Hi, I hope it’s ok to post this here. I’ve spent the past four hours crying again and I can’t bottle it up and pretend it didn’t happen anymore.
Around eight months ago I came across a man on tinder and we clicked instantly. Messaging all day every day, met up and had a 12 hour first date, I fell for him pretty quickly and he seemed to me. There were red flags but he always had a good reason. His ex was crazy, he did call and text constantly, that sort of stuff.
Early into dating we sexted on occasion and I stupidly mentioned that I was intrigued by threesomes in the heat of the moment. From this point onwards he became obsessed with making this happen. He started looking for someone and when he couldn’t find anyone he started messaging sex workers. At one point he had me messaging them too. I told him I was uncomfortable but he kept talking me around. Eventually he found an old tinder match that would be up for it and he started a group chat with her. I kept saying that I didn’t like it, I didn’t want to do it, I was uncomfortable but every time he just reminded me that it was my idea and I couldn’t let her down now. Eventually I put my foot down and said no. I got the silent treatment and he told me he needed to ‘think’ as he couldn’t cope with jealous women.
Things got worse when I found out I was pregnant. He never gave me a chance to think and told me an abortion was the best option so I had to do it. He’d tell me over and over that we had discussed it and both decided it was right but really it was him talking over me with all the reasons he wanted one.

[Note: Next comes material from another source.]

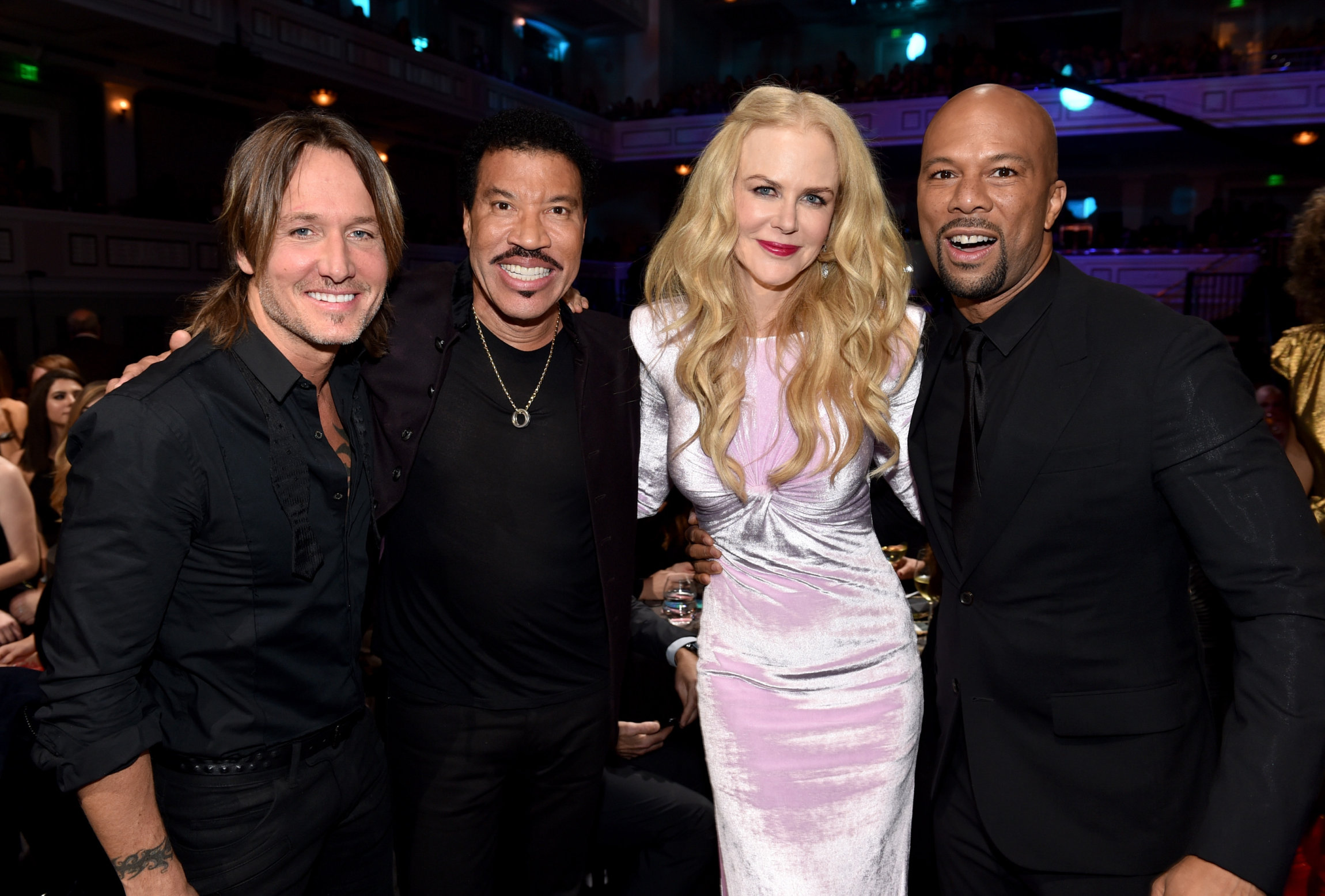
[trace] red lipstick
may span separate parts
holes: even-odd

I will admit at this point I didn’t act perfectly. I needed more time to think and he wanted an instant decision so I lied and told him I’d done it. Well when he found out he went mental, told me that was against the law, he’d put me in jail, report me to social services, take the baby off me and raise it himself so I’d never see it etc.
I ended up having the abortion he wanted and he was a nightmare about the whole process. I purposely booked it on a day he wouldn’t make it. He got me to set my live location on WhatsApp so he could track where I was, got me to request proof of the doctor (the proof wasn’t good enough), tried to get me to video the appointment so he could watch it back, made me call them 30 times in front of him after so he could talk to the doctor himself. He phoned the reception pretending to be my dad waiting in the car park to make sure I was really there. It was horrendous and he still doesn’t believe that I actually did it.

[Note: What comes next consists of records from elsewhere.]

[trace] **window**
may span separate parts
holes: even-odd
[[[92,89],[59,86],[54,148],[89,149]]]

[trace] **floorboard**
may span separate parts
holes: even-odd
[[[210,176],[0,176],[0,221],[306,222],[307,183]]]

There was so much little stuff as well. Nothing ever felt straightforward. He’d say we will do this next week and then when I’d remind him it would be ‘you got it wrong, I didn’t mean it like that’. It particularly upset me when it was bad stuff. Due to his life being really hectic he said we might not be able to see each other for a month. When I got upset afterwards it was, ‘I didn’t mean it like that, you took it the wrong way, you’re so selfish, you never care about what I need’. He never picked up the phone when I called him but if he wanted to speak to me he’d repeatedly call until I answered. 37 times was the maximum before I gave in and answered.

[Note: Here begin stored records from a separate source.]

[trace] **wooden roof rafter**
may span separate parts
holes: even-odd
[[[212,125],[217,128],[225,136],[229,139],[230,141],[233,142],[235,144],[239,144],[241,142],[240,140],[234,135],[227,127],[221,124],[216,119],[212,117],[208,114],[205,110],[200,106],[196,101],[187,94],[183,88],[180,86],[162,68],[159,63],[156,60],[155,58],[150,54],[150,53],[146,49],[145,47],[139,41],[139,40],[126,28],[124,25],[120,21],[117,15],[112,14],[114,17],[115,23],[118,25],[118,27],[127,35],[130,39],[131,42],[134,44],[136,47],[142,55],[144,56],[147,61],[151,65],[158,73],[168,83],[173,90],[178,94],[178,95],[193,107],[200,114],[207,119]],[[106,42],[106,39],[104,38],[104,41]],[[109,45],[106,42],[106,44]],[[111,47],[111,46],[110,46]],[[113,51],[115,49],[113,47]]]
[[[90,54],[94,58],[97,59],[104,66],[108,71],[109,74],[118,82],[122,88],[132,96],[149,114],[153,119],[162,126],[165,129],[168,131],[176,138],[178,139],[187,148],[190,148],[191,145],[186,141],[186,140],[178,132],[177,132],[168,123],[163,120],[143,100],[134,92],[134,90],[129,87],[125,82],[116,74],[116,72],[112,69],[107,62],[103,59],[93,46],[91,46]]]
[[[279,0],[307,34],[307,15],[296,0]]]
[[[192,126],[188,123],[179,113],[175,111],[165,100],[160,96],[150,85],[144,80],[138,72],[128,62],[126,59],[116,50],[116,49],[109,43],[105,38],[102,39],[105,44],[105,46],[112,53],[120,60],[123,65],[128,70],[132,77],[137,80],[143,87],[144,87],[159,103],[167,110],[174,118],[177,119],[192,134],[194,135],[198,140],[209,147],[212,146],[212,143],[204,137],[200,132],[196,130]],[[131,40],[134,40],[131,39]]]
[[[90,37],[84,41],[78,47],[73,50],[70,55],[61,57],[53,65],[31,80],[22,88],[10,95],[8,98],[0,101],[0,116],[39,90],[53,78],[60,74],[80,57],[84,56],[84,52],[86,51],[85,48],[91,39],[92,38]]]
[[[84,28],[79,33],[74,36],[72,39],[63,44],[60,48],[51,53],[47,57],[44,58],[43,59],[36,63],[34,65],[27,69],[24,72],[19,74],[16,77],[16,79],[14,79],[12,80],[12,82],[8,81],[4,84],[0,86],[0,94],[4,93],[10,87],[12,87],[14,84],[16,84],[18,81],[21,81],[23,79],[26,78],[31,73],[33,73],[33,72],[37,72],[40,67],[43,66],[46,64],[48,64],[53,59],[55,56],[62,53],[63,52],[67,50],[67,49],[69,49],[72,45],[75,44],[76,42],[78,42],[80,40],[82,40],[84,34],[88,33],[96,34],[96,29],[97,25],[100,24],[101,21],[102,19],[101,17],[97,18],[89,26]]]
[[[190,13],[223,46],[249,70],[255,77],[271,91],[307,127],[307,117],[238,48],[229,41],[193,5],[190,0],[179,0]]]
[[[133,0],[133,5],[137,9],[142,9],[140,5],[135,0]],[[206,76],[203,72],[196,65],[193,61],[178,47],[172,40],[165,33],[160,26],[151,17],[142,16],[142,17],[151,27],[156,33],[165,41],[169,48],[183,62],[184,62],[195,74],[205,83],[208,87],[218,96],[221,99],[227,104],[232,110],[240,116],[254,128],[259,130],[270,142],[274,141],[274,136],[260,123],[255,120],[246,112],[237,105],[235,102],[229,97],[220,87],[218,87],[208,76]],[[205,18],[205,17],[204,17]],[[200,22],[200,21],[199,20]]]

He didn’t show up to my birthday and didn’t do much as get me a card.
This is going to sound insane but it’s true. He now blames me for him having a heart attack. When he found out that I didn’t go through with the abortion he had a heart attack. I really thought he was playing it up but I was wrong and it really happened. He’s now having heart surgery and it’s my fault.
I feel so torn and twisted. I know there is abuse there, it’s like I can feel it in my gut but I’m so worried about his health and I can’t turn it off. I don’t know how to find my way out of this.